Though it isn't usually classified as a fungus anymore, Slime Mold was considered part of the Fungi Kingdom for so long that many still mistakenly misclassify it. Made up of single-celled organisms that can live alone or join together, Slime Molds start off yellow before turning hard and gray, then crumbling into a fine brown powder.
It might look like the backside of a wild bird, but Turkey Tail Fungus doesn't taste like fowl, though it is edible. This species, which goes by the scientific name Trametes versicolor is easy to spot because it features concentric circles of color along the top, which has wavy edges and a velvety texture.
Lycoperdon perlatum, or Gem-studded puffball, consists of a round head and a fat white stalk. Despite its name, the bumps on the head of this fungus are made up of spikes, spores and warty projections. Though this species is edible, it looks an awful lot like some toxic fungi, so should only be collected by experts.
Golden Jelly Fungus, or Tremella mesenterica, is a gelatinous yellow or orange clump that grows on newly-fallen branches or dying trees. Found all over the world, it shrivels up during dry spells, only to moisten back up after periods of rain, giving it a Jell-O-like appearance.
Thanks to its purple or blue hue, it's hard to confuse the Blue Milk Mushroom, also known as Indigo Milk Cap, with other fungi. Not only is the exterior of this species blue, but it also oozes a blueish-liquid or paste when damaged. It's found all over the world, and yes, this fungus that scientists known as Lactarius indigo is edible.
It looks like the coral you find under the sea, but Coral Fungi actually grows right here on land. Its ridged branches grow in clumps or spires within forests or any mossy area. This species consists of vibrant colors like blue, red or pink and is almost always edible if you're looking to add a pop of color to your dish.
Said to be a favorite of ancient Roman rulers, Amanita Caesarea is casually known as Caesar's Mushroom.

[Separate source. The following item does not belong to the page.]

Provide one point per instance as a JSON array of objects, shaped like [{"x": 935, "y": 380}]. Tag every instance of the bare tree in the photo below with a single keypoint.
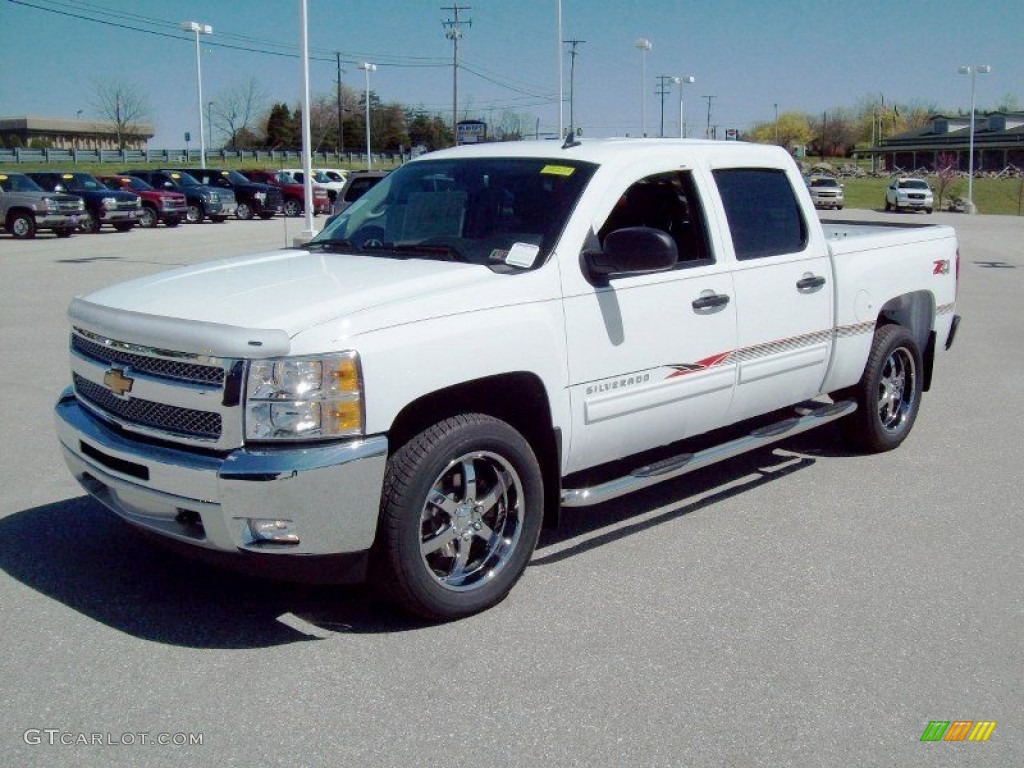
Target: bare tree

It has a smooth orange cap over yellow gills and stem, and while this species is edible, it closely resembles the Fly agaric, which is most definitely not edible for anyone looking to live another day.

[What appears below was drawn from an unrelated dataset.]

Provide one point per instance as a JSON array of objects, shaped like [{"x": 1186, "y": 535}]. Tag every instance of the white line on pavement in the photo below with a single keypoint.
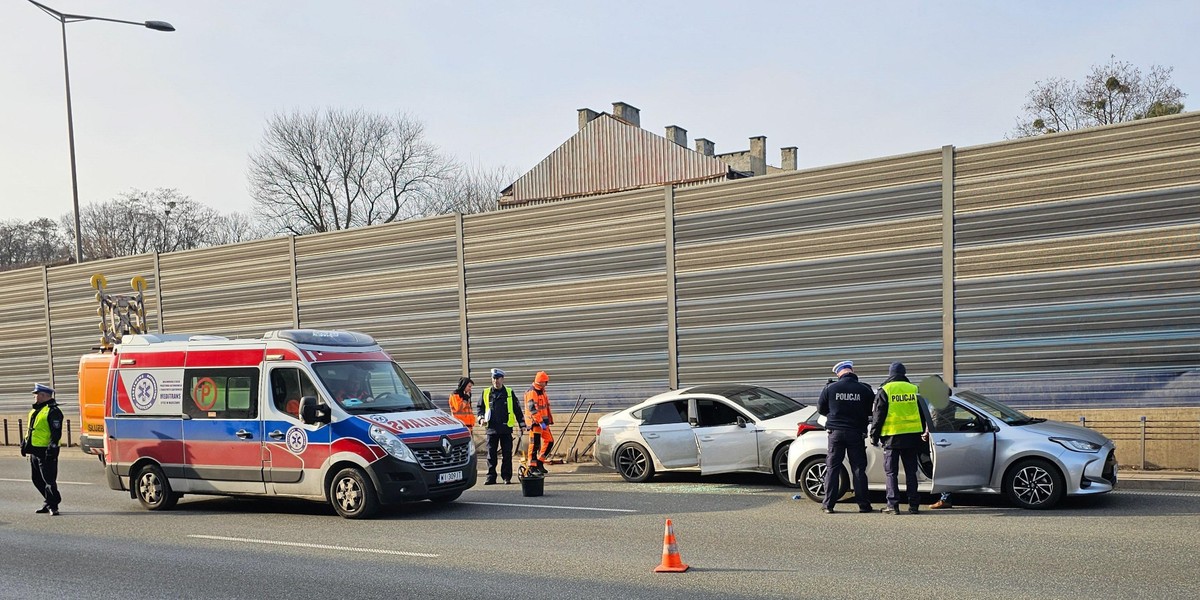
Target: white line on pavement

The long spines of Lion's Mane or Bearded Tooth fungus droop down in a large clump to resemble a mane or beard of hair. Officially known as Hericium erinaceus, the presence of this fungus is usually a good sign that the tree it is growing on is dying or dead. Considered a gourmet delicacy, this fungus grows in North America, Europe and Asia.
Xanthoria elegans, or Elegant Sunburst Lichen, grows on every continent but Australia, including Antarctica. While it's impressive for its bright orange to red coloring, this fungus is also used to date rock and soil layers — largely because it only grows about half a millimeter each year during its first century of formation.